D'un autre côté, réussir à garder des joies d'enfants est plus intéressant que l'ancienne école veut le considérer pour la recherche du bonheur. Tout le problème est d'être assez adulte pour voir les conséquences lorsqu'on cherche à « être dans son bain ». Autant l'imaginaire peut nous libérer de la matérialité fade de la société de consommation, autant il peut nous y enfermer plus fermement.

Finalement, je l'ai dis, ce documentaire donne vraiment une bonne vue d'ensemble, et des points de vue divers sur la réalité que recouvre ce drôle de mot, que l'on soit un familier de cet univers ou non. S'il fallait aller plus loin, je dirais qu'il est trop indulgent. Des interventions de Werber notamment, dont je n'ai pas réussi à déterminer dans quelle mesure il était sérieux, m'ont étonnée – alors que j'apprécie beaucoup l'esprit de ses œuvres.
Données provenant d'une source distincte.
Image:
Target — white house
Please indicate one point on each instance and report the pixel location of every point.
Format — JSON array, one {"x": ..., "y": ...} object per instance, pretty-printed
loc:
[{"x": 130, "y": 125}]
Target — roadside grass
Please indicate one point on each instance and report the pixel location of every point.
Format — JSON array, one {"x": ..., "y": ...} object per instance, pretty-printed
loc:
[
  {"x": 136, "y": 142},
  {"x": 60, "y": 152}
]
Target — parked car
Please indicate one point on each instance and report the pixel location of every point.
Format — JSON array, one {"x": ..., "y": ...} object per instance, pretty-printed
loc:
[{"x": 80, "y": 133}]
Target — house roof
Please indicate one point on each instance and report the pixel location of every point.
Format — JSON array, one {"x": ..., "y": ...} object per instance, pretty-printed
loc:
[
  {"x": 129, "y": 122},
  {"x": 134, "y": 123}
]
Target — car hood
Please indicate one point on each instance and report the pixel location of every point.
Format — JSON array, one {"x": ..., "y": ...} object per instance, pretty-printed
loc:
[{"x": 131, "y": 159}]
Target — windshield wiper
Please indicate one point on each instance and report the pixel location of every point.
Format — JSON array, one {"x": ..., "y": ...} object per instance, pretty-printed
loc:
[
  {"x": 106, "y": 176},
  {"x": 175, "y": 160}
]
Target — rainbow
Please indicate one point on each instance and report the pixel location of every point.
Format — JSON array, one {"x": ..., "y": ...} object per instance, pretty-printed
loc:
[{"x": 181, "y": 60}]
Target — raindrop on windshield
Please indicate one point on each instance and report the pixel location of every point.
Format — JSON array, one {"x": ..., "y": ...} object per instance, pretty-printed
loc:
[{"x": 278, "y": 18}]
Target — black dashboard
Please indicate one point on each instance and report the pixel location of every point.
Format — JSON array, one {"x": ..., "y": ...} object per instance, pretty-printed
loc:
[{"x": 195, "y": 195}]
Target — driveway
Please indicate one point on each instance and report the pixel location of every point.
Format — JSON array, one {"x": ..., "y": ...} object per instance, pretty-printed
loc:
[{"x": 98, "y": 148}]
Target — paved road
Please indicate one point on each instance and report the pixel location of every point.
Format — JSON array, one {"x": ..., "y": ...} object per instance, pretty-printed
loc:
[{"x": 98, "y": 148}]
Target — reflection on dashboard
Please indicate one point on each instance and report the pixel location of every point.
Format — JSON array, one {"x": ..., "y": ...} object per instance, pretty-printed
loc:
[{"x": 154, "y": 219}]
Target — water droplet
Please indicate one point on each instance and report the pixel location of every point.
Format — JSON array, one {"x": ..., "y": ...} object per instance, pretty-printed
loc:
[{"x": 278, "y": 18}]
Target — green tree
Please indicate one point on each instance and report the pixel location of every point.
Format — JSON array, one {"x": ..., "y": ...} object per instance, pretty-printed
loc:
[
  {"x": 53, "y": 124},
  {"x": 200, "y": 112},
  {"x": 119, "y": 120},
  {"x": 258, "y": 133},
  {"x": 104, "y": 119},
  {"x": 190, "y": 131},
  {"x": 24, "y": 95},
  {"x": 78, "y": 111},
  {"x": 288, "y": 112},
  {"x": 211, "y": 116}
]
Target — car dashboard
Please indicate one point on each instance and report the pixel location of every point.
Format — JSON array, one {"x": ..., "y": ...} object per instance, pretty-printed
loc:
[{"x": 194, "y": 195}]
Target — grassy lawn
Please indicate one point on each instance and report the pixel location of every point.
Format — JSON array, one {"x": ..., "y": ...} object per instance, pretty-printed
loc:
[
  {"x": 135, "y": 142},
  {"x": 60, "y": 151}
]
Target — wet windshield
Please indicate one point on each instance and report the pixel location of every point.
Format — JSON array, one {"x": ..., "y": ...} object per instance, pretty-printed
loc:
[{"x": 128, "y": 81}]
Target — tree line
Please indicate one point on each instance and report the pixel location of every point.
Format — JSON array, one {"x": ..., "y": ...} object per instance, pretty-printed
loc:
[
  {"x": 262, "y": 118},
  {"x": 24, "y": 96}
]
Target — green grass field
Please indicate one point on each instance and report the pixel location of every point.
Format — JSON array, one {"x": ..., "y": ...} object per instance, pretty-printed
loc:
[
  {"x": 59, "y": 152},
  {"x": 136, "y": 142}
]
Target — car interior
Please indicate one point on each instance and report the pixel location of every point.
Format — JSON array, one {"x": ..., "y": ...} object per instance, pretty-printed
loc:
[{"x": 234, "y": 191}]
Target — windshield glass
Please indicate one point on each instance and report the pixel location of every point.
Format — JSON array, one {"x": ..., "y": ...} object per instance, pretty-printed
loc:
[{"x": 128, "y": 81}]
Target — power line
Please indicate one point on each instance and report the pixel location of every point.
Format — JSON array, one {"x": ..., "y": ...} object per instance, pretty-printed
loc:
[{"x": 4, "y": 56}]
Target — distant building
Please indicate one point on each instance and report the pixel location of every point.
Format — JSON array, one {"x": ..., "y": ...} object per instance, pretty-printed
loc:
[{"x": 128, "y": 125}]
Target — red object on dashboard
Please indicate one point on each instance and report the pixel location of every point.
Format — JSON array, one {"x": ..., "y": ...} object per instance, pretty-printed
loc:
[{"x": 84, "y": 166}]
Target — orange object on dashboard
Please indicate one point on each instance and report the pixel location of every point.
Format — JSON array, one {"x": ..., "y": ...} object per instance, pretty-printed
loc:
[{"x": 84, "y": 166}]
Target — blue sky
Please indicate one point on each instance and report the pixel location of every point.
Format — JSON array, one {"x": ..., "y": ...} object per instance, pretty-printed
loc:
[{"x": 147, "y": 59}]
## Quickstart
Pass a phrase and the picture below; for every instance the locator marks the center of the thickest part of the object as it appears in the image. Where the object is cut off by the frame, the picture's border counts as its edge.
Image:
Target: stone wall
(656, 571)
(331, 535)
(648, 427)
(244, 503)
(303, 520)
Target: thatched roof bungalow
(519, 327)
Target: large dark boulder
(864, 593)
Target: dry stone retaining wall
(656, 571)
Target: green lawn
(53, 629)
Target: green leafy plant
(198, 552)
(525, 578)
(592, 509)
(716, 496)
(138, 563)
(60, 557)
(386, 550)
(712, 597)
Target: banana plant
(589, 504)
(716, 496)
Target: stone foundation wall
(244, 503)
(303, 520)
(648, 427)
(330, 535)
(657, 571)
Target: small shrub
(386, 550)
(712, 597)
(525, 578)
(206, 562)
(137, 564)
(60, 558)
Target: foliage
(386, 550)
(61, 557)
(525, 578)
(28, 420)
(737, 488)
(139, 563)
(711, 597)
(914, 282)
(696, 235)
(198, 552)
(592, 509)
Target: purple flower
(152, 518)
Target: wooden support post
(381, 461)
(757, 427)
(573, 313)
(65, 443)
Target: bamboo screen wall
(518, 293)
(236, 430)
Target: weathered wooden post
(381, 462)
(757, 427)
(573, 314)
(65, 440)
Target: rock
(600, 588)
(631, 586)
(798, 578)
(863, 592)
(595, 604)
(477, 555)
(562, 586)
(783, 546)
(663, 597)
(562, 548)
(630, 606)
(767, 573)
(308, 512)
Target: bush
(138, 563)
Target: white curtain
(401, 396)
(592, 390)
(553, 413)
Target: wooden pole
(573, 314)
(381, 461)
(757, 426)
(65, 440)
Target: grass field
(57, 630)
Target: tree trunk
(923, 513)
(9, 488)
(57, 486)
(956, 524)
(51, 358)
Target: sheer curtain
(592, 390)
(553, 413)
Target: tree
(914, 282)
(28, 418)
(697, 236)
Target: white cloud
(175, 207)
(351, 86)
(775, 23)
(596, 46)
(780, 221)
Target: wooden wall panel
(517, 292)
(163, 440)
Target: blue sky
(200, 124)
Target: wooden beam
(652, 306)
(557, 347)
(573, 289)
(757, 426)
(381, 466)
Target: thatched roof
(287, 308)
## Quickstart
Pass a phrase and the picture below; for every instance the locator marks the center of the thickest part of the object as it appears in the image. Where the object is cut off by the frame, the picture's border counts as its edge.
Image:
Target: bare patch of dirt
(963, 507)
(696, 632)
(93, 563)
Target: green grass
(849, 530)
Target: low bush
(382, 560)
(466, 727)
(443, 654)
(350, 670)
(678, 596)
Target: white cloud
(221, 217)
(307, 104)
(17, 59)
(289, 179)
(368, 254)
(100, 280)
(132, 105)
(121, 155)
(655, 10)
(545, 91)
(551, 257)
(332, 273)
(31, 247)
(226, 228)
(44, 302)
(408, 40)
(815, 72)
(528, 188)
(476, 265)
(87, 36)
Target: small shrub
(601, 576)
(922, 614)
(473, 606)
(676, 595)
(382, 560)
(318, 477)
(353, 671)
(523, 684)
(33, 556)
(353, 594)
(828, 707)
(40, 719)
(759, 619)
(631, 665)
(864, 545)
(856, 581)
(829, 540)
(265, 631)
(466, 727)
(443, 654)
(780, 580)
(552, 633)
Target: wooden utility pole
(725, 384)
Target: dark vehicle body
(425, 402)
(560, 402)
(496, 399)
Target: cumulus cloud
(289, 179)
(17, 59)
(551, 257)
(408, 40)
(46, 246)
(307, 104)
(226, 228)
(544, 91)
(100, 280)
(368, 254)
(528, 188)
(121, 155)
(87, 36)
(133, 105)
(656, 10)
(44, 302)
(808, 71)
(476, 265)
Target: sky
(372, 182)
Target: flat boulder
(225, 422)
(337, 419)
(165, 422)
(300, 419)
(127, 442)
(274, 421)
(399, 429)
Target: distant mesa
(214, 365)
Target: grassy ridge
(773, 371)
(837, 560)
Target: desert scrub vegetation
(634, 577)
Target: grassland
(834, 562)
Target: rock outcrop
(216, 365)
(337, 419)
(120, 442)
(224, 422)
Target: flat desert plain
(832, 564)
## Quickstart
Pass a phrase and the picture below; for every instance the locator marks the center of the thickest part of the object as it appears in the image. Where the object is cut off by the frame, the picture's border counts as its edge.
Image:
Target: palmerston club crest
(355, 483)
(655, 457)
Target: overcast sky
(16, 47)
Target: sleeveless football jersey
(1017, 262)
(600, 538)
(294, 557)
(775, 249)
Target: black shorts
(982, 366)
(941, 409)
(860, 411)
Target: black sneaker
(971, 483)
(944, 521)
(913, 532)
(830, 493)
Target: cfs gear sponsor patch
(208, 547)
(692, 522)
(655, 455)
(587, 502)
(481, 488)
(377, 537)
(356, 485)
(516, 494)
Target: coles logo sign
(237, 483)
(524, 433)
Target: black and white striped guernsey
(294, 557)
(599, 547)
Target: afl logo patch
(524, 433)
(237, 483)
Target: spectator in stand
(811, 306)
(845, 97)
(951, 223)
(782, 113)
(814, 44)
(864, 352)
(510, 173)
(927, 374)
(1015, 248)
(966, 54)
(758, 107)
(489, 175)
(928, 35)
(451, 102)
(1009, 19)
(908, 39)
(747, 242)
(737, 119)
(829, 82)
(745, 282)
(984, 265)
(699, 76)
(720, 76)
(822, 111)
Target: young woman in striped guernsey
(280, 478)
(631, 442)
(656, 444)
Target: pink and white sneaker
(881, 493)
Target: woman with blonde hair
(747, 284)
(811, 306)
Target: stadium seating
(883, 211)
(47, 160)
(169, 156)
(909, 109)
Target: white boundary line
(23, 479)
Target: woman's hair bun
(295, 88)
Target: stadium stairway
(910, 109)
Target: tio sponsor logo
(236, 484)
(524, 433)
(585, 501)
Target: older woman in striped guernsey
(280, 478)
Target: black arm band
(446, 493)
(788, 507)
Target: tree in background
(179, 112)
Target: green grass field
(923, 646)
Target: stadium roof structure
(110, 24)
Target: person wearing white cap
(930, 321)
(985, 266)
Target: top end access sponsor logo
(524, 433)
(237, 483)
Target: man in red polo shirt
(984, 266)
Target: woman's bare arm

Et le ressentiment envers les « élites intellectuelles bien-pensantes » qui considéraient les mangas ou le fantastique comme de la sous-culture ne doit pas laisser imaginer qu'au contraire tout ce qui fait référence de quelque façon que ce soit à cet univers soit génial. Télérama ne pense peut-être pas comme tout le monde, mais ses avis ont leur raison. Et, oui, dans beaucoup de mangas les procédés scénaristiques tiennent de la caricature. Bref, mais c'est évident, les geeks ne sont pas les uniques types biens face à une masse uniforme et stupide. L'uniforme et le stupide existe des deux côtés de cette barrière qui n'existe pas, et l'ouverture d'esprit est très loin d'être caractérisé par la capacité à s'intéresser à Bob l'éponge ou Bleach quand on a 25 ans.